Select your language

Peace and joy

 

We are getting ready to celebrate Christmas. We will be able to meet around the manger: in the new-born lying in a manger, we will recognize God who becomes man. In a fragile little child, the creator of the world. In a baby that does not speak, the One who says "I love you" to every creature, and especially to human beings. How shall we receive him?

We are not the first to welcome him. That is why, in preparing for Christmas, I like to remember all those who were there and how they welcomed Jesus. St. Luke and St. Matthew quote them in the Gospels: Mary, who said yes, available in trust for the unprecedented adventure that God proposes to her; Joseph, caring husband, and amazed witness: with a Father's heart, he watches over the new-born. The angels who announce the birth of the Saviour and sing the glory of God who loves men. The shepherds: they who share the life of their animals are modest people, a little marginal in the population of Israel; their presence with the flock prevents them from participating in the worship of the synagogue or the Temple; yet they will be the first to witness and share "what has been announced to them". Let's not forget the hotelier: he is sometimes given a bad reputation, yet wasn't he the one who considered that the common room was not a suitable place to shelter a woman about to give birth and who directed the couple to a quieter place?

In our nativity scenes, there is often also a donkey and an ox: they come to us from the prophet Isaiah for whom "the ox knows its owner and the donkey the manger at his master's house" (Isaiah 1,3).
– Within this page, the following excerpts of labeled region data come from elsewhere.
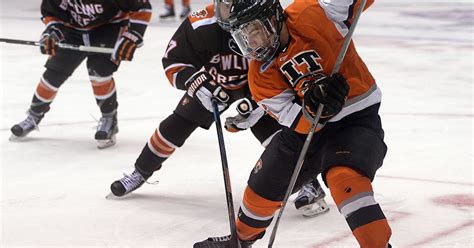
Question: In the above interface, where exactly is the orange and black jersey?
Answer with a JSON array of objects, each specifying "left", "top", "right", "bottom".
[
  {"left": 162, "top": 5, "right": 248, "bottom": 90},
  {"left": 249, "top": 0, "right": 381, "bottom": 133},
  {"left": 41, "top": 0, "right": 152, "bottom": 35}
]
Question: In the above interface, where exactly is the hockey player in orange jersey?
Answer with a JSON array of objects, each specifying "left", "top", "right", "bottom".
[
  {"left": 194, "top": 0, "right": 391, "bottom": 248},
  {"left": 111, "top": 1, "right": 329, "bottom": 216}
]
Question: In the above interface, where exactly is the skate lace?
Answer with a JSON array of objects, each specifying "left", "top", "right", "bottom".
[
  {"left": 18, "top": 115, "right": 38, "bottom": 130},
  {"left": 299, "top": 185, "right": 319, "bottom": 198},
  {"left": 97, "top": 117, "right": 114, "bottom": 132},
  {"left": 120, "top": 171, "right": 145, "bottom": 192}
]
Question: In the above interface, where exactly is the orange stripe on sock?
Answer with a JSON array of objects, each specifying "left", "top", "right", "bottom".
[
  {"left": 126, "top": 43, "right": 137, "bottom": 60},
  {"left": 235, "top": 218, "right": 266, "bottom": 240},
  {"left": 352, "top": 219, "right": 392, "bottom": 248},
  {"left": 150, "top": 130, "right": 175, "bottom": 155},
  {"left": 326, "top": 166, "right": 373, "bottom": 205},
  {"left": 91, "top": 78, "right": 115, "bottom": 96},
  {"left": 36, "top": 80, "right": 57, "bottom": 101}
]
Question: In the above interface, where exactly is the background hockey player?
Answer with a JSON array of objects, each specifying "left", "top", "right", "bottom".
[
  {"left": 111, "top": 2, "right": 329, "bottom": 216},
  {"left": 11, "top": 0, "right": 152, "bottom": 148},
  {"left": 194, "top": 0, "right": 391, "bottom": 248},
  {"left": 160, "top": 0, "right": 191, "bottom": 19}
]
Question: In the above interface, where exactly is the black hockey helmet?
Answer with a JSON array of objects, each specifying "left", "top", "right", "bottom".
[
  {"left": 228, "top": 0, "right": 285, "bottom": 61},
  {"left": 214, "top": 0, "right": 233, "bottom": 32}
]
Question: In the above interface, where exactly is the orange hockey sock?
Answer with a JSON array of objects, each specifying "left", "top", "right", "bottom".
[{"left": 326, "top": 166, "right": 392, "bottom": 248}]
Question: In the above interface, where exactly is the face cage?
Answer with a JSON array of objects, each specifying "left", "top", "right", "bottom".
[
  {"left": 231, "top": 18, "right": 280, "bottom": 61},
  {"left": 214, "top": 0, "right": 233, "bottom": 32}
]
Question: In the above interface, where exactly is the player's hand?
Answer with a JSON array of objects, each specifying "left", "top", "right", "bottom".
[
  {"left": 304, "top": 73, "right": 349, "bottom": 123},
  {"left": 186, "top": 71, "right": 230, "bottom": 112},
  {"left": 224, "top": 98, "right": 265, "bottom": 133},
  {"left": 39, "top": 24, "right": 64, "bottom": 56},
  {"left": 112, "top": 30, "right": 143, "bottom": 62}
]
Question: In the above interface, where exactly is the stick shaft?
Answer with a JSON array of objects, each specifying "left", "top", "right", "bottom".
[{"left": 0, "top": 38, "right": 114, "bottom": 54}]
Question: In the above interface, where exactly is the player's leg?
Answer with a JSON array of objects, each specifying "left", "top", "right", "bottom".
[
  {"left": 322, "top": 105, "right": 391, "bottom": 248},
  {"left": 111, "top": 94, "right": 213, "bottom": 196},
  {"left": 194, "top": 128, "right": 312, "bottom": 248},
  {"left": 86, "top": 24, "right": 122, "bottom": 149},
  {"left": 11, "top": 30, "right": 85, "bottom": 138}
]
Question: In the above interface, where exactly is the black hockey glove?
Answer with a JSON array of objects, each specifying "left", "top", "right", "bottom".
[
  {"left": 185, "top": 71, "right": 229, "bottom": 112},
  {"left": 224, "top": 98, "right": 265, "bottom": 133},
  {"left": 303, "top": 73, "right": 349, "bottom": 123},
  {"left": 39, "top": 24, "right": 64, "bottom": 56},
  {"left": 112, "top": 30, "right": 143, "bottom": 62}
]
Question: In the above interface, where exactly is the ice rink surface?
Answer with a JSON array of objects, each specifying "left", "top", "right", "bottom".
[{"left": 0, "top": 0, "right": 474, "bottom": 248}]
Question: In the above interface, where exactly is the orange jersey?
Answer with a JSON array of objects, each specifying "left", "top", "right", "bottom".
[{"left": 248, "top": 0, "right": 381, "bottom": 133}]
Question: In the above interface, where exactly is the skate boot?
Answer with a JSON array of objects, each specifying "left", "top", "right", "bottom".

These animals, models of wisdom, invite us to contemplate the mystery of a confusing God who presents himself to us weak and defenceless: this is the God who made us, man, and woman, in his image!

St. Matthew adds the presence of the Magi, the scholars, the pagans, who will offer the baby Jesus the treasures of their culture and their country. Behind them, we can see the shadow of Herod and of all the aggressors whose victims will be children: we will not forget this dark side of our news.

Why evoke these characters we know well? Because, in front of the manger and with them, we find three words and the three attitudes designated by these three words: love, peace, joy. With the angel announcing great joy, an innumerable heavenly troop praises God saying: "Peace on earth." The Magi, too, experience great joy when they see the star stop above the place where the child was located.

"Joy and peace grow with praise and thanksgiving," Pope Francis once said (Epiphany 2018 homily). Joy: perhaps it is difficult for it to be born in our hearts and to be read on our faces. Yet what a beautiful gift we can give to those around us if we accept this gift of joy that Jesus gives us and if we reflect it! Peace: our world says it wants it, but it is far from making it reign. Let us welcome the peace that Jesus brings us and, without delay, let us be peacemakers where we live, in this small piece of the world that is entrusted to our responsibility. Christmas will bring through you a little joy and peace, in a world that lacks both.

Praise the Lord, give thanks to him for the birth of Jesus and for the face of God that Jesus begins to reveal to us in the manger and that he will reveal even to the cross. With Mary and Joseph, with the shepherds and the Magi, let us live a true feast of the Nativity. May the contemplation of the God-child in a manger nourish in you joy, peace and the taste of praise.